Die Freiwillige Feuerwehr betonte, dass ihr vorrangiger Auftrag der Brandschutz bleibe. Rechtlich sei sie nicht verpflichtet, bei Straßenabsicherungen oder Verkehrsregelungen während der Laternenumzüge zu helfen. Die Polizei übernimmt die Sicherheitsaufgaben, während das Ordnungsamt die endgültige Genehmigung für jeden einzelnen Umzug erteilt.
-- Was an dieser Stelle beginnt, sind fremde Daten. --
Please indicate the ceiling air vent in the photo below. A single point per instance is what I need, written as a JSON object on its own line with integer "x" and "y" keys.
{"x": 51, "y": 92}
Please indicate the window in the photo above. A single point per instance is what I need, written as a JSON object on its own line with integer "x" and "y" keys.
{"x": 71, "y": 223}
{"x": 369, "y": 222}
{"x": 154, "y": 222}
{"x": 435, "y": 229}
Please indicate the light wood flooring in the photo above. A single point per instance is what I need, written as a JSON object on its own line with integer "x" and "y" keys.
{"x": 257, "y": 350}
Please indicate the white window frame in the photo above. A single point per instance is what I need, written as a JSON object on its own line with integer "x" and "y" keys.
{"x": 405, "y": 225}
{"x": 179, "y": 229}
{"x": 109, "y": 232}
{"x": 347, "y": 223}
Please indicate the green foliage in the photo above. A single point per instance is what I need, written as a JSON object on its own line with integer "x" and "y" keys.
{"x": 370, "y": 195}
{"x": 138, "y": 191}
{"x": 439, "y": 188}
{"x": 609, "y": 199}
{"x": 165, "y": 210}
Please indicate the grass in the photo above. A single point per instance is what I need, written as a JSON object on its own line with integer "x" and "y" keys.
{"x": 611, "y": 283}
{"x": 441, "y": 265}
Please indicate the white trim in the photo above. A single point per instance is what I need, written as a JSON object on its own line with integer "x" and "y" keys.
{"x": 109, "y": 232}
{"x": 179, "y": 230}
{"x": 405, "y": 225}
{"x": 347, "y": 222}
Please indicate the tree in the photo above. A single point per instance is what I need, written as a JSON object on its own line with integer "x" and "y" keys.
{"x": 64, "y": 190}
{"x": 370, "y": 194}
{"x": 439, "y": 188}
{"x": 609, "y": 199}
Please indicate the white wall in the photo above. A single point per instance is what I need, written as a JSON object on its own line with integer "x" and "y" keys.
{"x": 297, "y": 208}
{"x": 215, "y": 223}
Die St.-Martins-Vereine müssen dennoch zentrale Auflagen erfüllen, darunter ausreichend sichtbare Ordner in Warnwesten und eine angemessene Beleuchtung. Die Stadtverwaltung bietet zusätzliche Unterstützung an, falls Gruppen Schwierigkeiten haben, diese Vorgaben umzusetzen.
Feuerwehrkräfte dürfen in Uniform an den Umzügen teilnehmen, ihre Anwesenheit wird jedoch nicht auf die offizielle Personalplanung angerechnet. Der Kompromiss entstand nach Gesprächen zwischen Verwaltung und Feuerwehr. Beide Seiten wollten die Tradition bewahren – ohne gegen geltendes Recht zu verstoßen.
Die neue Regelung sichert die Durchführung der Laternenumzüge ohne rechtliche Risiken. Feuerwehrleute können mitwirken, ihre Rolle bleibt aber klar von den Sicherheitsaufgaben getrennt. Die Veranstalter konzentrieren sich nun darauf, die verbleibenden Anforderungen bis zum Start der Umzüge zu erfüllen.